Wednesday, April 10, 2019

Chapter 23 of Moby Dick - The Lee Shore

Introduction - Ishmael's Narration

Moby Dick's narrator Ishmael alternates between different styles of narration. Broadly speaking, Ishmael's styles of narration can be grouped into the following three categories:
  1. Storyteller - this is a standard narrator voice. In this voice, Ishmael describes events that happened.
  2. Philosopher - throughout Moby Dick, Ishmael will describe some event or characteristic of a whaling voyage and seize upon that characteristic as a metaphor for life and use it to go off on a tangent about metaphysics or his reflections on life and the human condition.
  3. Metafictional - this is the most unique style of Ishmael’s narration and, in my opinion, is central to what makes Moby Dick so arresting. Writing in this voice, Ishmael’s character breaks the fourth wall and he addresses himself directly to the reader or to characters of his story like a living-god of his universe or its epic-poet, with the power to speak in real-time from some transcendent-narrator-realm. (The book's opening sentence evokes this metafictional style by addressing the reader directly: "Call me Ishmael." From these opening words, Ishmael makes clear that he is no ordinary narrator. Instead, he like is a tangible-presence who is comfortable speaking directly to us and to his characters with startling directness.)

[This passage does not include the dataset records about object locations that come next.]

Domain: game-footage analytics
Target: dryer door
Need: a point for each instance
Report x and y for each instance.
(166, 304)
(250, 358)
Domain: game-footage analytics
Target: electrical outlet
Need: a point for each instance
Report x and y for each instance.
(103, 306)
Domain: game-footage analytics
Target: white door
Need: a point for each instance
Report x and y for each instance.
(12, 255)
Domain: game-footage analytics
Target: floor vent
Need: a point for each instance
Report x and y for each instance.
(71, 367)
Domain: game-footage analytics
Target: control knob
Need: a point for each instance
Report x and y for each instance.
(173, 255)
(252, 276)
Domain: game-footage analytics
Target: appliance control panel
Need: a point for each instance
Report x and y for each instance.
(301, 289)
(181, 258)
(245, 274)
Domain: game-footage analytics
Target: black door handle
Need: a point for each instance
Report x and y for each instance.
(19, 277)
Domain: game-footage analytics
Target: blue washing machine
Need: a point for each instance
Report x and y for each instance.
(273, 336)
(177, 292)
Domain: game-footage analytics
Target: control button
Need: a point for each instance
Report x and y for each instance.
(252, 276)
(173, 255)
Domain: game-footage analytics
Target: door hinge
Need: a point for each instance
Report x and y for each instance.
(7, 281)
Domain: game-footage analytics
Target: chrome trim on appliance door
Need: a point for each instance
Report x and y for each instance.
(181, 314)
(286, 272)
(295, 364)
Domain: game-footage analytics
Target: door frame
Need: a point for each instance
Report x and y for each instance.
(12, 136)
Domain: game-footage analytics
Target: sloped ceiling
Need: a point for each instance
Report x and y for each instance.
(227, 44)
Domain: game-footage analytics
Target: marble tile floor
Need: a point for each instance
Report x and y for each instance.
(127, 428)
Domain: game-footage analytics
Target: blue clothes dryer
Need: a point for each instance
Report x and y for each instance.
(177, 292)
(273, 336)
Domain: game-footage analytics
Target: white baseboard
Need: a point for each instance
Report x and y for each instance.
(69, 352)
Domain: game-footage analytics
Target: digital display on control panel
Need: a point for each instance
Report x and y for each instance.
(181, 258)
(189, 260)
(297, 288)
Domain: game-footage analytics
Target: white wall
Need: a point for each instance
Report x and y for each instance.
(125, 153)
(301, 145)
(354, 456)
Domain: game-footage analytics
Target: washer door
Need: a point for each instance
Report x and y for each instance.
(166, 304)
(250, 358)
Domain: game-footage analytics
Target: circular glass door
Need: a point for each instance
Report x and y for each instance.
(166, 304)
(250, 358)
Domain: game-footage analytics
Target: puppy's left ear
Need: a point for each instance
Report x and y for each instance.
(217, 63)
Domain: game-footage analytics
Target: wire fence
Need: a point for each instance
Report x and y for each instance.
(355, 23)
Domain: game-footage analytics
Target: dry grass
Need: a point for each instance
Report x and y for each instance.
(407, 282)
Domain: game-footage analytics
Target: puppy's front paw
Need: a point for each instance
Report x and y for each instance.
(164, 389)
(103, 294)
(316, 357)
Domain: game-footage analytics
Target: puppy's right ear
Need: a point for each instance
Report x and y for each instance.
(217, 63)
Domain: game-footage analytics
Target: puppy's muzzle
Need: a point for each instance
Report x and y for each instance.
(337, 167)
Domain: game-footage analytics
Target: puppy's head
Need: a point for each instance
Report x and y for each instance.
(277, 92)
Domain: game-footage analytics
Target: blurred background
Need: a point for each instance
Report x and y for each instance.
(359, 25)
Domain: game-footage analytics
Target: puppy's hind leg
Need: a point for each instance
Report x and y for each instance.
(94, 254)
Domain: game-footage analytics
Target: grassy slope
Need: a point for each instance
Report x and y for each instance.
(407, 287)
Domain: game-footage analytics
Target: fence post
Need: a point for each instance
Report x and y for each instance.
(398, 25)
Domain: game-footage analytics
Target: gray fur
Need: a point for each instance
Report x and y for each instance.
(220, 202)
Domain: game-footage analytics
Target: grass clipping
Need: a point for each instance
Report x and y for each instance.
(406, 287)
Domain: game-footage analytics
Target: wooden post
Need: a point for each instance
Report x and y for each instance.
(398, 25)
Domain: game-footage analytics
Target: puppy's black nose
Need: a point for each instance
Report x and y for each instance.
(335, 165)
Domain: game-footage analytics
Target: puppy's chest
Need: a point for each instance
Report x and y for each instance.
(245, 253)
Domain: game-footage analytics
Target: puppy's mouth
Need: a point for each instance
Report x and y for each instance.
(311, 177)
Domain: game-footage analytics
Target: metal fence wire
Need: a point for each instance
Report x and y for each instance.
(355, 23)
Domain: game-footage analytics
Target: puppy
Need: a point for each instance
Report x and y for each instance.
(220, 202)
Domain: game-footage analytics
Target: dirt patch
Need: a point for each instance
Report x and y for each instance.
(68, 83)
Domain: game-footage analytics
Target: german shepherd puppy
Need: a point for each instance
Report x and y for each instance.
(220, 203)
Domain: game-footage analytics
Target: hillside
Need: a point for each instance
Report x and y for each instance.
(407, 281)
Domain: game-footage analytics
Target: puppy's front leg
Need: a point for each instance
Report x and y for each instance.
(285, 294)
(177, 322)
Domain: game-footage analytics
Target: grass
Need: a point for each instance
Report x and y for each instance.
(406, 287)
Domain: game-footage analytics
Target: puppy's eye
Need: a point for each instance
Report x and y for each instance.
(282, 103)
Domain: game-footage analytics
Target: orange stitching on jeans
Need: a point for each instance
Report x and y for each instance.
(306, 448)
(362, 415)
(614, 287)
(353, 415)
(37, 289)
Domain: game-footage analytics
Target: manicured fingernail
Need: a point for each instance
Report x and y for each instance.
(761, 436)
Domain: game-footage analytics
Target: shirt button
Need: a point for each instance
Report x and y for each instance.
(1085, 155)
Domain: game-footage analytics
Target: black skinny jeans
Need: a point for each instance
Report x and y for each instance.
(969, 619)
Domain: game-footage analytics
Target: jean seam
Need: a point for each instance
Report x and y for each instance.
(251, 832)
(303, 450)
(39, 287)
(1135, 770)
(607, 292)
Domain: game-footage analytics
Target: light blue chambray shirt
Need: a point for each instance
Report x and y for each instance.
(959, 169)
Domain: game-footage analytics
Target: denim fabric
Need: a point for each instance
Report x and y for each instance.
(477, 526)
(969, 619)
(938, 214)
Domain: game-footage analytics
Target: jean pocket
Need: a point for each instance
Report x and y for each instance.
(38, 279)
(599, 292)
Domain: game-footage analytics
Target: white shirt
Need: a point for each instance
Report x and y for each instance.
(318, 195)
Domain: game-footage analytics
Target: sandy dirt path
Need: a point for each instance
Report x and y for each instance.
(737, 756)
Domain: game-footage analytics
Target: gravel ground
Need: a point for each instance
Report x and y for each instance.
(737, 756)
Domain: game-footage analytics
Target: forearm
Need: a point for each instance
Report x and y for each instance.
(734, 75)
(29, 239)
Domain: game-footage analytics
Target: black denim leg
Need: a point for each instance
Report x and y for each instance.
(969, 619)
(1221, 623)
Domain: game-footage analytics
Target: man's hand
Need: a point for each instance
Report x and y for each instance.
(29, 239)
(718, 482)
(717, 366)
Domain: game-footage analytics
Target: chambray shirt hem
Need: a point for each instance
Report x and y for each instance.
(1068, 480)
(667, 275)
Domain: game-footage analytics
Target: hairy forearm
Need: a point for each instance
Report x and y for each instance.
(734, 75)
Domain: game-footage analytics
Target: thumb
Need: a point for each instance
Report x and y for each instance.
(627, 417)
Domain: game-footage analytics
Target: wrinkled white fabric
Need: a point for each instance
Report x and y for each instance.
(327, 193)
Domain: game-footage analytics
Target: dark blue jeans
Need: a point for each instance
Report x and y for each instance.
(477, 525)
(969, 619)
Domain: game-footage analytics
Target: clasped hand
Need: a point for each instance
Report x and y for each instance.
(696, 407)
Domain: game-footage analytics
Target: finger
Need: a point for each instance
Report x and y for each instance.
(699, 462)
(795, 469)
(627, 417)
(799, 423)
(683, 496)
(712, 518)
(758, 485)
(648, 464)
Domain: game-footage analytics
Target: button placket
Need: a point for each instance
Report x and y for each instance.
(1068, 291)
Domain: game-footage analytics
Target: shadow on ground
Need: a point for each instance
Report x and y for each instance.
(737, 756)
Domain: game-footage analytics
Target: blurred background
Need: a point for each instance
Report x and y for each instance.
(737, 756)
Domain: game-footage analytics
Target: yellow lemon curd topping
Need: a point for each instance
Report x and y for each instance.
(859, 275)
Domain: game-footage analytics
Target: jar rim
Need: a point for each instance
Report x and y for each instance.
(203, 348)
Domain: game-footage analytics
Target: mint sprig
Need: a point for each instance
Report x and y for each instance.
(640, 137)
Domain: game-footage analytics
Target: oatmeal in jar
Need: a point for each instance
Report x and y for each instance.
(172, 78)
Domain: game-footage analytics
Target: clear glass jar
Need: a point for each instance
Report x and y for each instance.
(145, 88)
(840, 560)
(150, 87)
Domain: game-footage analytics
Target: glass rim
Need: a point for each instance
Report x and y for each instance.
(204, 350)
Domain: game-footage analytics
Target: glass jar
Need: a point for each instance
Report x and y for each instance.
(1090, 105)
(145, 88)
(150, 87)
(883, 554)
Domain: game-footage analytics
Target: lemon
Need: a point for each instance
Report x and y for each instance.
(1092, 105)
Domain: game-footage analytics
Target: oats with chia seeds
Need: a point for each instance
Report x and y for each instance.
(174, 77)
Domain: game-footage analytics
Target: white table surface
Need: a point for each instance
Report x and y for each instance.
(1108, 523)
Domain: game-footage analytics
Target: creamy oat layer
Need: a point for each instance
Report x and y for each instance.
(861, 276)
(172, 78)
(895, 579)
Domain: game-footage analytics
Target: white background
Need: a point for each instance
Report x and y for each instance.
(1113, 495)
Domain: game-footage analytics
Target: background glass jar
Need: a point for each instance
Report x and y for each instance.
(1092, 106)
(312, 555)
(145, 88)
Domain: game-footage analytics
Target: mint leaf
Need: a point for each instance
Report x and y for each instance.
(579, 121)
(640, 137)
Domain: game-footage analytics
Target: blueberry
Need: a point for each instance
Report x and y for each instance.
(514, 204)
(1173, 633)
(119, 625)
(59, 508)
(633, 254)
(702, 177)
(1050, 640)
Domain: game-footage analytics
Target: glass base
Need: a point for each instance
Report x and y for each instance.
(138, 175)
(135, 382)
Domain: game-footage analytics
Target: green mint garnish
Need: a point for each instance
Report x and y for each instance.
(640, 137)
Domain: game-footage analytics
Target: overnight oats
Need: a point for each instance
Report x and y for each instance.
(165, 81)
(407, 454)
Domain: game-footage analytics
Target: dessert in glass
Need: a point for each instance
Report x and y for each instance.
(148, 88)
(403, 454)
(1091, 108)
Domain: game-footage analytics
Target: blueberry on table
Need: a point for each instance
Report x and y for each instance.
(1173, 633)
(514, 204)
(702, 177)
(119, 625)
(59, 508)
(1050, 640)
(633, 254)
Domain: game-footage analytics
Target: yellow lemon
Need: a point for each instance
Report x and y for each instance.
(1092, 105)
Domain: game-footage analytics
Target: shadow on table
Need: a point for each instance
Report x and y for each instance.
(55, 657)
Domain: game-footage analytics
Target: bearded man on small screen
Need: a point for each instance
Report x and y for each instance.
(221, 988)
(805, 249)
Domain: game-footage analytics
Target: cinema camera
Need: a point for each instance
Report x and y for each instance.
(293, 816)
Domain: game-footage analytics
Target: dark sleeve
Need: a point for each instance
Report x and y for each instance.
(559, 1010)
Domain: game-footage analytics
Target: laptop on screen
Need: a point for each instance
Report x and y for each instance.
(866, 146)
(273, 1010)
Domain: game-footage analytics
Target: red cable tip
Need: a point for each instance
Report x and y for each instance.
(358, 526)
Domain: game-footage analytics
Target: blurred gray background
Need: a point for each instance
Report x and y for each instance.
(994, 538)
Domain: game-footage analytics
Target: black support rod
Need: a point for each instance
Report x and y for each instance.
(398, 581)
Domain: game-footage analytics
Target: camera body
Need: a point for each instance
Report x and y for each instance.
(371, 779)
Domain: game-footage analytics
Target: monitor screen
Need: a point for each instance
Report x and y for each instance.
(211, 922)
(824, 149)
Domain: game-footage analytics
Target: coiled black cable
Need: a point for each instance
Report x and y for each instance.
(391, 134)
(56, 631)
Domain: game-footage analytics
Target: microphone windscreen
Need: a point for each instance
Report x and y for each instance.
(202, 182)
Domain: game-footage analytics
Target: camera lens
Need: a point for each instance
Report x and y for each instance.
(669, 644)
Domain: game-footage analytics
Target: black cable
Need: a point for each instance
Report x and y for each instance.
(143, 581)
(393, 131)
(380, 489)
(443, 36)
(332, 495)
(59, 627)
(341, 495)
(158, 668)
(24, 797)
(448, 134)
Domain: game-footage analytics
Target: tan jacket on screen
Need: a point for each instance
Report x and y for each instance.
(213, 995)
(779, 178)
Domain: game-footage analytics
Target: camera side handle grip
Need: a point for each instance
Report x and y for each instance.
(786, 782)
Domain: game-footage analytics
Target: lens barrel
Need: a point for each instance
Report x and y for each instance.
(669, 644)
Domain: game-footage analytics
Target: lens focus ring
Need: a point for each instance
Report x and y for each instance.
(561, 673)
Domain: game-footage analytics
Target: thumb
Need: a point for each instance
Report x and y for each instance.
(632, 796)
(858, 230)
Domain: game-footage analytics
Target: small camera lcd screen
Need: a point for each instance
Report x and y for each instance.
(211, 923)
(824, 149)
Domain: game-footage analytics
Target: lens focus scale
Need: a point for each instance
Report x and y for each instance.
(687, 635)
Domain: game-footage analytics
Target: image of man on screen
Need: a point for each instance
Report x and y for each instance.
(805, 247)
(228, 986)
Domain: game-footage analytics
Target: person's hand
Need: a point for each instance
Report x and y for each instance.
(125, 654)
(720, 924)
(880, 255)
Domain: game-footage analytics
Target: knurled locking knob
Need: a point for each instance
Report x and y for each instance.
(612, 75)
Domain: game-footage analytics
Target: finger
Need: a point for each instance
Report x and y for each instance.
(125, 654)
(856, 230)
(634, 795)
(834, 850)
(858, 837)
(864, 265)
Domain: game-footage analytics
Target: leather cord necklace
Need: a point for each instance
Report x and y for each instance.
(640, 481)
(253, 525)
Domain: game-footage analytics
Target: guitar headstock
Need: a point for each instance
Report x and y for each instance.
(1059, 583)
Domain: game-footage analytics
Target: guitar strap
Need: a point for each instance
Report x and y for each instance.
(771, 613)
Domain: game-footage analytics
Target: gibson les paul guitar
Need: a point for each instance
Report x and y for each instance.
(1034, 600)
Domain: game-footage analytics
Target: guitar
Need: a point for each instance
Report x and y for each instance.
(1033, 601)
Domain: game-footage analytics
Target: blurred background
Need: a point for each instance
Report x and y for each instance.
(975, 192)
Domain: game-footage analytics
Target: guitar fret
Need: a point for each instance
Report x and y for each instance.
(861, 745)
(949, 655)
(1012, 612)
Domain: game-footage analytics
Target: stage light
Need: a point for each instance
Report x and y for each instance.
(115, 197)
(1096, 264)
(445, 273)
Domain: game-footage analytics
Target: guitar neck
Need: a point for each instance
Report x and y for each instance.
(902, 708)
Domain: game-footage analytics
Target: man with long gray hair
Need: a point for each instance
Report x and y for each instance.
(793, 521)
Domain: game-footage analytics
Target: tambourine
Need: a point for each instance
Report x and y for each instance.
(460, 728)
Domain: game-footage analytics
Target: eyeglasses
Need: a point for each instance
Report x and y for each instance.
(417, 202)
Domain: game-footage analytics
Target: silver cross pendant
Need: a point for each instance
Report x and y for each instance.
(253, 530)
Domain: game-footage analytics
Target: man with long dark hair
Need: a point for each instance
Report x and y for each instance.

Chapter 23 - The Lee Shore
This short chapter, only 13 sentences in length, manages to capture the range of narrative voices at play in Moby Dick and the book's unique energy and variety.The word "lee" means sheltered.
Some chapters back, one Bulkington was spoken of, a tall, newlanded mariner, encountered in New Bedford at the inn.
We first read about Bulkington in chapter 3 of this book, wherein Ishmael observed Bulkington arriving in the town of New Bedford after a long whaling voyage. Now, in chapter 23, Ishmael is about to embark on his own whaling voyage and he observes that Bulkington is embarking with him. 
When on that shivering winter’s night, the Pequod thrust her vindictive bows into the cold malicious waves, who should I see standing at her helm but Bulkington!
So far, all of this has been an example of Ishmael's storyteller voice.
I looked with sympathetic awe and fearfulness upon the man, who in mid-winter just landed from a four years’ dangerous voyage, could so unrestingly push off again for still another tempestuous term. The land seemed scorching to his feet.
Now Ishmael’s storytelling breaks off and he transitions into his philosopher voice.
Wonderfullest things are ever the unmentionable; deep memories yield no epitaphs; this six-inch chapter is the stoneless grave of Bulkington.
Ishmael is telling us that this short, "six inch chapter" is the last we will read of Bulkington.
Let me only say that it fared with him as with the storm-tossed ship, that miserably drives along the leeward land.
Translation: Bulkington’s eventual fate is like that of a ship that crashes into land. Now Ishmael transitions back to his philosopher-voice again and uses an image of a ship as a metaphor for Bulkington's alarming bravery.
The port would fain give succor; the port is pitiful; in the port is safety, comfort, hearthstone, supper, warm blankets, friends, all that’s kind to our mortalities. But in that gale, the port, the land, is that ship’s direst jeopardy; she must fly all hospitality; one touch of land, though it but graze the keel, would make her shudder through and through. With all her might she crowds all sail off shore; in so doing, fights ’gainst the very winds that fain would blow her homeward; seeks all the lashed sea’s landlessness again; for refuge’s sake forlornly rushing into peril; her only friend her bitterest foe!
In what follows, we encounter Ishmael's metafictional voice. Here Ishmael's character seems to transcend the confines of his own story as he addresses Bulkington directly.
Know ye now, Bulkington? Glimpses do ye seem to see of that mortally intolerable truth; that all deep, earnest thinking is but the intrepid effort of the soul to keep the open independence of her sea; while the wildest winds of heaven and earth conspire to cast her on the treacherous, slavish shore?
More philosophy.
But as in landlessness alone resides highest truth, shoreless, indefinite as God—so, better is it to perish in that howling infinite, than be ingloriously dashed upon the lee, even if that were safety! For worm-like, then, oh! who would craven crawl to land! Terrors of the terrible! is all this agony so vain?
The chapter ends with a kind of invocation. Here Ishmael addresses Bulkington like an epic-poet might imagine God addressing one of his mortal creations.
Take heart, take heart, O Bulkington! Bear thee grimly, demigod! Up from the spray of thy ocean-perishing—straight up, leaps thy apotheosis!
And we never hear of Bulkington again in this book.